Friday, October 19, 2012

Food Thursday: 10.18.12

We seem to go through a fair amount of avocados in our house.  Not only do we find them tasty, but they are nutritious to boot.  We like that here.  Get the most bang for your buck in the calorie department.  Half of a medium avocado is about 140 calories and, while it does have 13g of fat, little of it is saturated.  Like everything else, use moderation.


Avocados have been said to have a positive influence on your HDL, the good cholesterol.  If you are like me and have trouble remembering which cholesterol is the good one, think H for healthy.  L could stand for...well...I don't know.  Maybe Loser.  For something so creamy, you wouldn't expect much fiber, but each serving of one half fruit (yes, they are a fruit) has 2g of fiber.  

Avocados are a climacteric fruit, meaning they ripen off the tree.  Can you name another climacteric fruit?  That's right.  Well done.  The banana.  It's hard to find ready to eat, perfect specimens in the store, but look for the darker green to black ones that have a slight "give" when pressed.  If you aren't going to use them in the next 24-36 hours, buy a brighter green one and either leave it on the counter until ripe or place it in a paper bag.  This will speed the process.  It would seem you have a small window for perfection, so keep an eye on them.  If you are using half, leave the pit in and squeeze some lime over it to deter browning in the fridge.  Don't wait long though.  These don't last.
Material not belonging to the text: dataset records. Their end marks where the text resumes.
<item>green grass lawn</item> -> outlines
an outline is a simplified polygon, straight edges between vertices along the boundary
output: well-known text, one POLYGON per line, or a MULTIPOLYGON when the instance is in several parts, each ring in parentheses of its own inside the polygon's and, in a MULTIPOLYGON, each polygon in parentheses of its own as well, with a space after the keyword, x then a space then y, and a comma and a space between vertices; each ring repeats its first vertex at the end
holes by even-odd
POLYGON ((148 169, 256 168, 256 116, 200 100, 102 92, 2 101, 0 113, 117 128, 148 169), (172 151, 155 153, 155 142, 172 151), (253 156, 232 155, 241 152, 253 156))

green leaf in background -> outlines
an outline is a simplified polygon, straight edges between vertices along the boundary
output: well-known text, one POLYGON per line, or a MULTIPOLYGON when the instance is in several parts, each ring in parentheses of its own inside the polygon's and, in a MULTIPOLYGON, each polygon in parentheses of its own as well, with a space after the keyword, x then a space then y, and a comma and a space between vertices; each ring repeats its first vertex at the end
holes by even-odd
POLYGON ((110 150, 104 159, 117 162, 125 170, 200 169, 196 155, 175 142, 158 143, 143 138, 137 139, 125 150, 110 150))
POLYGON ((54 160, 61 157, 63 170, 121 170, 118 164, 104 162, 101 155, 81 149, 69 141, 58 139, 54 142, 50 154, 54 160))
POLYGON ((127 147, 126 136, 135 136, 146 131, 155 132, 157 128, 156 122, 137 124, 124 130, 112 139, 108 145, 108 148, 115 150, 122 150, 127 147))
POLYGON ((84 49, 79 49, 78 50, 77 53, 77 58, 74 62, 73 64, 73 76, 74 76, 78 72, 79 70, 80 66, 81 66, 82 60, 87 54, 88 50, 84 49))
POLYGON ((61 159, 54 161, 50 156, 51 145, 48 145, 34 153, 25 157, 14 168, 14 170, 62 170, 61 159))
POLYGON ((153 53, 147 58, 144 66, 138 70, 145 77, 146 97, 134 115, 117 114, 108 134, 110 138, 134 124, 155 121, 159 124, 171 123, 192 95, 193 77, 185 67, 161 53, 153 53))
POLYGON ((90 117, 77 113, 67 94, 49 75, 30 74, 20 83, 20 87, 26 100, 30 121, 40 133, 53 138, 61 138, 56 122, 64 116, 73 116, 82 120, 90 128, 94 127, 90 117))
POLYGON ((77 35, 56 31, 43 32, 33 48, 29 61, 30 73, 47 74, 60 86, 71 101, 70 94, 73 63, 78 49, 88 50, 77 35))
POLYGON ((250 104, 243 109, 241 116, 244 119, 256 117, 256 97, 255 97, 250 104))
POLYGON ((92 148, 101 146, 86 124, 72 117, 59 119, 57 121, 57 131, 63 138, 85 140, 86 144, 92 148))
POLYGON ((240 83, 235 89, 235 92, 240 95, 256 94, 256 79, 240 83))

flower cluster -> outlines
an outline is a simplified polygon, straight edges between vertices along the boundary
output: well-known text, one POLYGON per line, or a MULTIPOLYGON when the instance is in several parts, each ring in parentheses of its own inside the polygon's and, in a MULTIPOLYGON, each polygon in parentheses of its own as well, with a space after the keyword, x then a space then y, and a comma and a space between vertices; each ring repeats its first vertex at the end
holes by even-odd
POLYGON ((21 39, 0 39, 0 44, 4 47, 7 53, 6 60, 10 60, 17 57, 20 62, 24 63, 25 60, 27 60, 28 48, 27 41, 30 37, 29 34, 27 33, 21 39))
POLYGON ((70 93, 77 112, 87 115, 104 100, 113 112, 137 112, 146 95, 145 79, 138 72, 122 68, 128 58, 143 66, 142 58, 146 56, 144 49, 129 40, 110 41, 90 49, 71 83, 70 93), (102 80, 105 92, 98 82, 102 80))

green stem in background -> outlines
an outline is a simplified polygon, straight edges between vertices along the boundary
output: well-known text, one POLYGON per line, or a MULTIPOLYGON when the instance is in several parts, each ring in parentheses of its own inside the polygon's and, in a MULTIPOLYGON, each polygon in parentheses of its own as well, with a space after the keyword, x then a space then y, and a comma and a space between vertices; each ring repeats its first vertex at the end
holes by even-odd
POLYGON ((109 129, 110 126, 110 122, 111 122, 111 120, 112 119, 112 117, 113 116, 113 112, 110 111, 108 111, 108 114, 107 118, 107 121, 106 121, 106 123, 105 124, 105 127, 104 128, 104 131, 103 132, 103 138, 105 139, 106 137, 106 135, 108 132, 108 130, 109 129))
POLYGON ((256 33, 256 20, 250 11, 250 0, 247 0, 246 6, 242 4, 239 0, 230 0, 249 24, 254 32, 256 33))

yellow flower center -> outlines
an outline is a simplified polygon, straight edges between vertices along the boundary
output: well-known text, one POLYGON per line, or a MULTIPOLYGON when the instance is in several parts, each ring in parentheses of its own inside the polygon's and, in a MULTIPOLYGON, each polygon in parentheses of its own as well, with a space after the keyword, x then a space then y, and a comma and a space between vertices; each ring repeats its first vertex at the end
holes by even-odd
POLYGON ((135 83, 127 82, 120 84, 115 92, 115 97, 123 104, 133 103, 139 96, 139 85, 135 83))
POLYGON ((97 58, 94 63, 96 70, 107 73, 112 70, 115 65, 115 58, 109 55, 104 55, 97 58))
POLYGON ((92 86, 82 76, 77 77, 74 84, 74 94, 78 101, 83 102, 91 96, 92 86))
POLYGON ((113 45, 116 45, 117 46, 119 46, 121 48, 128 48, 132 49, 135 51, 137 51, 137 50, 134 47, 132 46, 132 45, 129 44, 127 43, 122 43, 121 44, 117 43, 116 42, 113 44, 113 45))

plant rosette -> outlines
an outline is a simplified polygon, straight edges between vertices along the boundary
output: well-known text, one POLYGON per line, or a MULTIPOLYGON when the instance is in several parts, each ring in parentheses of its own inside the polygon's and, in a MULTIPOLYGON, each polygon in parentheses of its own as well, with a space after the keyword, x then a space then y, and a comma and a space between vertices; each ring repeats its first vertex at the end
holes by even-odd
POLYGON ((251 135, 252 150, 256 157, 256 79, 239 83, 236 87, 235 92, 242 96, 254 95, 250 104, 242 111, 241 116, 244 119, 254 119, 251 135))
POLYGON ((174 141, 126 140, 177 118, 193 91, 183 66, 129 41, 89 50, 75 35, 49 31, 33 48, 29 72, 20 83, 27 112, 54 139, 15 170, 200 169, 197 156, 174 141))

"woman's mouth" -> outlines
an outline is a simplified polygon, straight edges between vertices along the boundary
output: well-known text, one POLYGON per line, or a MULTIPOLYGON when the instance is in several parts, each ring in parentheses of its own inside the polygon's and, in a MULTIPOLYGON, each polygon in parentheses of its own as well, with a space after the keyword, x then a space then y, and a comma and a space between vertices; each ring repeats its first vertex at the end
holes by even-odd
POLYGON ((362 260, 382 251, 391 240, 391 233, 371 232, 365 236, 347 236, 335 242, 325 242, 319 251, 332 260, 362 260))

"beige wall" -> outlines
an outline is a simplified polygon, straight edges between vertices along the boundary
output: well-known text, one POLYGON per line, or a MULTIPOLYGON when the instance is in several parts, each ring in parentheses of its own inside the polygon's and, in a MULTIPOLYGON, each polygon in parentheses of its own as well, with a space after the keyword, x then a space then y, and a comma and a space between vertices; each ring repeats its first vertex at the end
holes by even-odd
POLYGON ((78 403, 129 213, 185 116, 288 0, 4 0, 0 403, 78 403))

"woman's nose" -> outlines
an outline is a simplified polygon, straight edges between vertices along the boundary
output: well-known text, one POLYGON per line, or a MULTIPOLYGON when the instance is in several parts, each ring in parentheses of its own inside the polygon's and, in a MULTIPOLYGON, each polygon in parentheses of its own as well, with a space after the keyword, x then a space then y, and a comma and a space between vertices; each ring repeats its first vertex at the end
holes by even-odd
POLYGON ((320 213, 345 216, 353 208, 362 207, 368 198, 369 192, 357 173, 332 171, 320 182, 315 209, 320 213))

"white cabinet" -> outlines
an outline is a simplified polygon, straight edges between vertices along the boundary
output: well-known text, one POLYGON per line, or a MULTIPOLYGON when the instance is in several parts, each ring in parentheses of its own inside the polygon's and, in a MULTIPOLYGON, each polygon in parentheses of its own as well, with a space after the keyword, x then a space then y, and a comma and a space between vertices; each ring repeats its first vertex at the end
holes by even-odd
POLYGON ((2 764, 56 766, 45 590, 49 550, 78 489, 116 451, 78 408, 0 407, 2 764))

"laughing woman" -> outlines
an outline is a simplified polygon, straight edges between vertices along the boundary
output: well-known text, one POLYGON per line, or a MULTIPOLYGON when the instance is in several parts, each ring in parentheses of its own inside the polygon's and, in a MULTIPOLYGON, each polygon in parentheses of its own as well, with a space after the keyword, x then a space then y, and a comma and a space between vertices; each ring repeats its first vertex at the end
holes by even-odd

I use avocados in sandwiches, salads, omelets or just by themselves with some sea salt and a spoon.  Oh yeah.  Don't forget guacamole.  Which is the inspiration for this recipe: a deconstructed guacamole.  Today I impart you with my latest favorite sandwich.  I wish I had a picture for you, but I devour them too quickly to get in a photo shoot.  Here is a simple, quick recipe for my A.L.T. Sandwich.  Gone is the bacon in favor of a healthier fat... our buddy, the avocado.

A.L.T. Sandwich

Ingredients
1/3 of a Haas Avocado sliced thin (click HERE to learn how to slice an avocado)
2 toasted slices whole grain bread, such as Pepperidge Farm 9 Grain Natural Whole Grain Bread
1 thin slice of onion (preferably red onion or Vidalia)
1/3 medium tomato, sliced thin
1/4 cup of spring mix lettuce or any lettuce of your preference
1 lime wedge
1 pinch (1/8 tsp) of sea salt (I like Maldon flakes.  They are large and crunchy, adding both flavor and texture)

Method

Do I really need to tell you how to assemble a sandwich?  Nah.  I will say that if you find this too messy to eat, make it open faced.  Once you have layered on your ingredients, just squeeze the lime and sprinkle your salt.

Nutritional Data:
310 calories
12.6g fat (2.5 saturated) 
12.7g protein
49g carbohydrates
14g of fiber
548mg sodium

Cya next time,
M

What I ate today and how I exercised:
Breakfast ~ Grape-Nuts cereal w/toasted almonds, banana and almond milk
Lunch ~ A.L.T. sandwich
Snack ~ a cup of cream corn soup (no dairy in this)
Dinner ~ some 4-bean salad, a veggie burger on an english muffin w/chipotle mayo, about a dozen shoe-string sweet potato fries and pickle
Night out ~ 3, 71 calorie Kaliber non-alcoholic beers.